Kansas has $2 billion in reserves and continues to exceed monthly revenue estimates, yet Governor Laura Kelly is quick to elicit the issues with the Brownback tax cuts whenever tax reform that isn’t her own arises. At the same time, she continues to distribute hundred-million dollar megasubsidies to corporations while small businesses and families miss out on the tax breaks she’s offering to well-connected firms.
Yesterday, a new APEX project with Integra Technologies to build a semiconductor factory in Wichita was announced. The $1.8 billion facility claims to offer 2,000 jobs in return for $300 million in subsidies from the state. That’s an estimate of $150,000 in taxpayer cash per job. Unlike the first APEX project with Panasonic that could reach over $1 billion in subsidies, the Integra project includes job requirements. Similar to the original APEX deal it was also negotiated in secrecy, is exempt from KORA requests, and required all legislators involved to sign nondisclosure agreements. This makes transparency (or a lack thereof) a fundamental issue. The public part of the deal also says it’s contingent on federal CHIPS money – the federal semiconductor bill passed last year – to actually take effect. The door has been opened for megasubsidies to continue with shaky oversight over hundreds of millions of dollars.

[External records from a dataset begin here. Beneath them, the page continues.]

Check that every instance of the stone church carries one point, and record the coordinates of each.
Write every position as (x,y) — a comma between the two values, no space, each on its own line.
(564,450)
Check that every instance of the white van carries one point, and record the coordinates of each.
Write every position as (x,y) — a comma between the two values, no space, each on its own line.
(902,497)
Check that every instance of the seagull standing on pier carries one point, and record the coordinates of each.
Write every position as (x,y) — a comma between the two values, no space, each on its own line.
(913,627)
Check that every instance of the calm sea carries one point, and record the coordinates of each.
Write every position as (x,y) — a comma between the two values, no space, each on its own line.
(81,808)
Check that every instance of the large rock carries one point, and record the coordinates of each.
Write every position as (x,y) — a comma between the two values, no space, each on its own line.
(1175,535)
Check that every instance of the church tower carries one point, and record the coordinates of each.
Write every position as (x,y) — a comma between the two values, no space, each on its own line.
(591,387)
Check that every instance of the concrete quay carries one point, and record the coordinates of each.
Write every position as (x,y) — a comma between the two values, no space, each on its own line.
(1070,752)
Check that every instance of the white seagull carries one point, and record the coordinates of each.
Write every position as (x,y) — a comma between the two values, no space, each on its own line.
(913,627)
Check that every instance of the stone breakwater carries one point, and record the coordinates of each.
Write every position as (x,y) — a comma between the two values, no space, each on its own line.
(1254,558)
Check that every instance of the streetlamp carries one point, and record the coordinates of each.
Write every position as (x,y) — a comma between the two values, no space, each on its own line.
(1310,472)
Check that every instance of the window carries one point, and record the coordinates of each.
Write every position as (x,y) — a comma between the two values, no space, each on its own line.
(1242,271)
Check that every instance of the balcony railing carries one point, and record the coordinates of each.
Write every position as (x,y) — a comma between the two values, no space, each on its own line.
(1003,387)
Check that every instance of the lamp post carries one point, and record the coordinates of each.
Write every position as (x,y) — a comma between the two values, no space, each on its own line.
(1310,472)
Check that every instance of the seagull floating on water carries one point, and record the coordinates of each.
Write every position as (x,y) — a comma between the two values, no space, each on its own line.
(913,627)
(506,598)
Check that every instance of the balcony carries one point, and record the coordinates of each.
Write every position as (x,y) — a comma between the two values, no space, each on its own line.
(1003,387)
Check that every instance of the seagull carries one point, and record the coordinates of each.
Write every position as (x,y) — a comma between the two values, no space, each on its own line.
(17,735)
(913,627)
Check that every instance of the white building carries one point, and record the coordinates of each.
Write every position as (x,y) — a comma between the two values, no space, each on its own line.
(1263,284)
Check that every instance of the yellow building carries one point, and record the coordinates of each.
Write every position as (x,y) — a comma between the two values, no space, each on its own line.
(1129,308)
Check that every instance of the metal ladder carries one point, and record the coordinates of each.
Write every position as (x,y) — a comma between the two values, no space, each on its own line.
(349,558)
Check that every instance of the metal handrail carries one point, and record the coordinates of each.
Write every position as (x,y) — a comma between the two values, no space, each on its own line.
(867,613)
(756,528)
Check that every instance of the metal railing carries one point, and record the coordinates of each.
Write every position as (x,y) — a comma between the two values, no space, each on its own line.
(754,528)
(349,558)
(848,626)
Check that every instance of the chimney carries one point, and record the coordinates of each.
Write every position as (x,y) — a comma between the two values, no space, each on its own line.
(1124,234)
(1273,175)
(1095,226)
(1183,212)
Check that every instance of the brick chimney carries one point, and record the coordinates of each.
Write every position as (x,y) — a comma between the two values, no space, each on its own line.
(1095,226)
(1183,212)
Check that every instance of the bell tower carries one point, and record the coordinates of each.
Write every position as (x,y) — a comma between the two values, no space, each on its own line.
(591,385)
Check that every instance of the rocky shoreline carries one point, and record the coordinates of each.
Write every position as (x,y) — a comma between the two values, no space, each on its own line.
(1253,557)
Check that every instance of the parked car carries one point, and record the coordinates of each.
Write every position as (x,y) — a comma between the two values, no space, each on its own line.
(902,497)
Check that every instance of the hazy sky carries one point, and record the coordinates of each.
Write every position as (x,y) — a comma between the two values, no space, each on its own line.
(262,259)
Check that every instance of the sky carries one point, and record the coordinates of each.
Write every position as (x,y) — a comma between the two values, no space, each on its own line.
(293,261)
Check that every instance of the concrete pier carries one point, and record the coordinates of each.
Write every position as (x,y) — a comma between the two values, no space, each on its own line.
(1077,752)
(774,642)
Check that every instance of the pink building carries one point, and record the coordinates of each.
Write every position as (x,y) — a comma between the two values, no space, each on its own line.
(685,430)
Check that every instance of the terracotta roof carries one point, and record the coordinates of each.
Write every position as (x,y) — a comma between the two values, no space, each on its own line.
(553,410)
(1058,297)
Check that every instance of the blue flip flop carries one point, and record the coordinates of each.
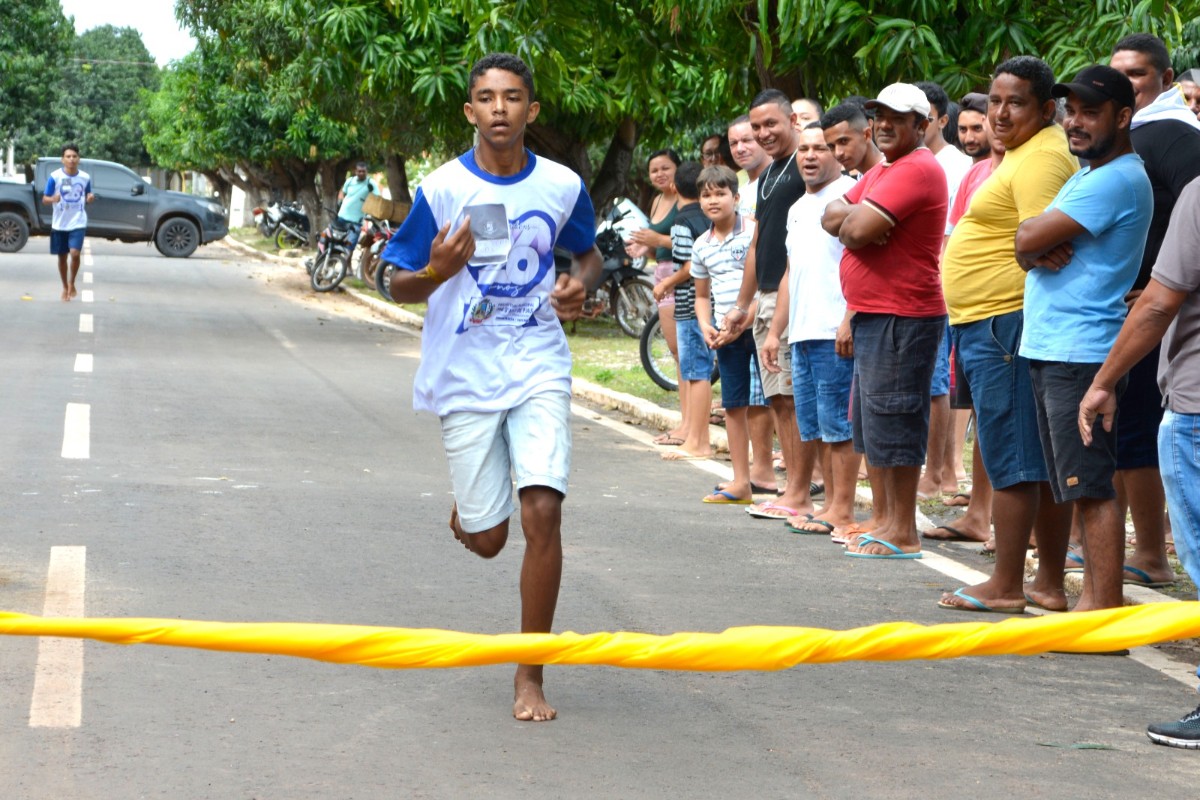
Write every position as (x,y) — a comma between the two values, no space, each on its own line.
(867,539)
(977,605)
(1140,578)
(1074,561)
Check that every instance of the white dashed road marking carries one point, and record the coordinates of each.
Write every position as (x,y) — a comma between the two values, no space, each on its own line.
(77,431)
(58,680)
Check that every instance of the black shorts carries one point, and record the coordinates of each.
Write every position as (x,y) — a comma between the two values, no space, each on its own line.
(1141,411)
(1075,470)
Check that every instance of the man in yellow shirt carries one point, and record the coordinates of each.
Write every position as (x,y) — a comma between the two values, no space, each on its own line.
(985,295)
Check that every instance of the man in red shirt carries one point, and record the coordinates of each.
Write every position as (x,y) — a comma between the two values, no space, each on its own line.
(892,224)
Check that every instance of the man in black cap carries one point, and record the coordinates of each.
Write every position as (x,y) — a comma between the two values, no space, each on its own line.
(1081,256)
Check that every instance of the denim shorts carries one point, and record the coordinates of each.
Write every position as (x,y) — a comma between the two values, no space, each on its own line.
(1075,471)
(737,361)
(773,383)
(1002,391)
(821,382)
(941,383)
(894,360)
(1179,458)
(1141,410)
(487,449)
(695,358)
(64,241)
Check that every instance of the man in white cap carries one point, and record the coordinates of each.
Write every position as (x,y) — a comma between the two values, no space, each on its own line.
(892,224)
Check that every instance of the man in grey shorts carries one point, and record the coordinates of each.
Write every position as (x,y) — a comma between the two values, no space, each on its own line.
(779,186)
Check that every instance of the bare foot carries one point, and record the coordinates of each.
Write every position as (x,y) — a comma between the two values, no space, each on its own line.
(683,453)
(528,701)
(1051,601)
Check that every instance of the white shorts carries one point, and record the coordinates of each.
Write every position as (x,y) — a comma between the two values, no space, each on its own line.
(487,449)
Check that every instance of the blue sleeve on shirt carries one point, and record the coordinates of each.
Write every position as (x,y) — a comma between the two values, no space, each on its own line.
(1090,199)
(409,246)
(580,232)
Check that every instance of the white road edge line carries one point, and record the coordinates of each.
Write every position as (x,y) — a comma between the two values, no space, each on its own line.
(1147,656)
(77,431)
(58,679)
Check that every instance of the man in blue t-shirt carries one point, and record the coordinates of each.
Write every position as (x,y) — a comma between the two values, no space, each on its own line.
(495,362)
(351,198)
(69,191)
(1081,257)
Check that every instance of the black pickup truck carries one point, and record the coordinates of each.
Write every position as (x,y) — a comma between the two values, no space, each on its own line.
(126,208)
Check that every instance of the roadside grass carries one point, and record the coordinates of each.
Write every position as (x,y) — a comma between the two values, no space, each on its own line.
(601,353)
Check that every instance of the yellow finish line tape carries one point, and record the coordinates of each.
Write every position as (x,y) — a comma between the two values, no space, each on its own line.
(738,648)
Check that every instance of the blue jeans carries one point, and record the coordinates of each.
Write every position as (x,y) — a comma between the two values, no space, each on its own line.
(1002,391)
(1179,459)
(821,382)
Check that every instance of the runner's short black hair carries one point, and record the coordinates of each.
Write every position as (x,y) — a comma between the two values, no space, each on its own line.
(715,178)
(936,96)
(1036,71)
(505,61)
(685,179)
(845,112)
(772,96)
(1151,46)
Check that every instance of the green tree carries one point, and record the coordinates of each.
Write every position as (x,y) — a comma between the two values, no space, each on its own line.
(33,41)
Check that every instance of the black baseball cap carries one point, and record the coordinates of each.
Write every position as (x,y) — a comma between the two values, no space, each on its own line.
(1097,84)
(975,101)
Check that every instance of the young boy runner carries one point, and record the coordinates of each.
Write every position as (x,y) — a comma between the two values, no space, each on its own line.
(718,258)
(69,191)
(495,362)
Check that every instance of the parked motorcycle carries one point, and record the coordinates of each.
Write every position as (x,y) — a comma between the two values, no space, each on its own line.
(333,259)
(372,239)
(624,290)
(294,227)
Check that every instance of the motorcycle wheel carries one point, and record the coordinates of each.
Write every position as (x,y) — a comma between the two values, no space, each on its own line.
(657,358)
(327,275)
(383,280)
(287,239)
(633,304)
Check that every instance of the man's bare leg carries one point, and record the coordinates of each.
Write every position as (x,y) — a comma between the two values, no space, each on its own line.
(1051,529)
(1147,505)
(75,271)
(976,524)
(762,432)
(799,456)
(941,425)
(63,275)
(541,573)
(1103,554)
(1014,510)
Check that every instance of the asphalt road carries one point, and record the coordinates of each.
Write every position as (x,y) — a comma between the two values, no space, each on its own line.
(253,456)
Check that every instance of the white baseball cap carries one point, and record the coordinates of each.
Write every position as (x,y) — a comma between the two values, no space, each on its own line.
(901,97)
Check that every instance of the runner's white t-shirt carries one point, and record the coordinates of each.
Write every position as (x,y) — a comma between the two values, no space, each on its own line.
(70,212)
(491,338)
(816,305)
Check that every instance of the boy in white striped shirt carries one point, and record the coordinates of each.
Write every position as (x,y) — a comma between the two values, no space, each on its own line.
(718,259)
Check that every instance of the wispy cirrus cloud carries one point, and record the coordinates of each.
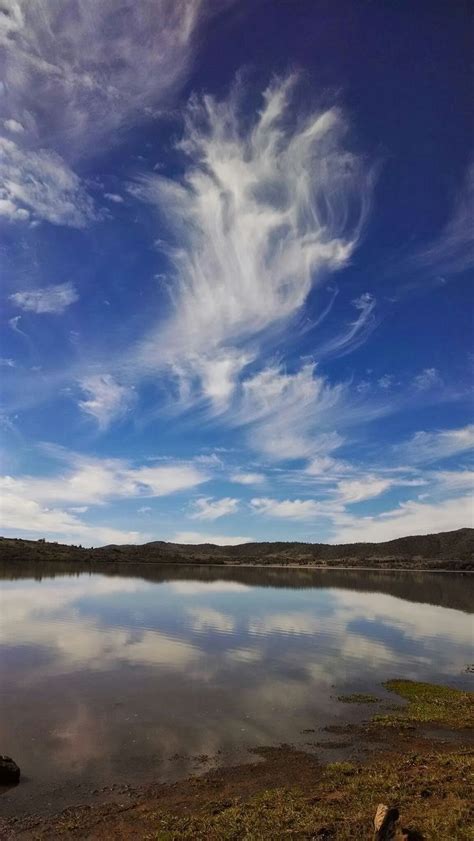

Wichita Mayor Brandon Whipple implied that he knew Integra wanted to expand for years, which leads to the core issue of Kansas’s various subsidies like APEX, STAR, and PEAK: they simply move the existing economic activity to different areas rather than create it. A study of the state’s PEAK program (Promoting Employment Across Kansas) by Professor Nathan Jensen currently at the University of Texas, Austin found that PEAK recipients were no more likely to create jobs than non-PEAK recipients. Dr. Arthur Hall, Executive Director of the Brandmeyer Center for Applied Economics at the University of Kansas, reached a similar conclusion in a study of STAR bond projects in Wichita.
This also comes after a Division of Post Audit study found that five of the Department of Commerce’s incentive programs failed to create economic impacts that outweighed the costs of their subsidies.
These subsidies represent millions of dollars from small businesses and families in Kansas going to massive corporations despite the fact that pass through-businesses represent the overwhelming majority of job creation in the state. Between 2013 and 2014, 82% of the private-sector jobs created in Kansas were in pass-through businesses at a rate that was three times greater than before the Brownback tax cuts. While megasubsidies bring jobs on paper, the long-term growth comes from small businesses.
While Brownback’s ”experiment” failed because it didn’t balance spending with the initial revenue decrease (an 8.5% reduction in spending would have worked), 24 states across the country have cut their income taxes and have not experienced the same budget problems as Kansas did but also experiencing the benefits. Studies of flat taxes in Europe have found that their implementation increases the number of people working and the number of hours they work, with the most significant effects coming with tax cuts for people with lower incomes. Every state provides the same basket of services, but some states do so at lower costs, and that allows them to have lower taxes.
For example, the states that tax income spent 52% more per resident in 2020 than the states that tax income and Kansas spent 55% more per resident. Between 1998 and 2020, the states without an income tax had a 45% increase in private-sector jobs, compared to just 18% in the other states. The ten states with the lowest combined state and local tax burden also outperformed the ten states with the highest combined tax burden (33% vs. 19%).
So, as the state continues to exceed its revenue estimates by tens of millions of dollars and the pile of taxpayer cash keeps growing, the state can and should offer widespread relief to families and businesses instead of concentrated megasubsidies for the few.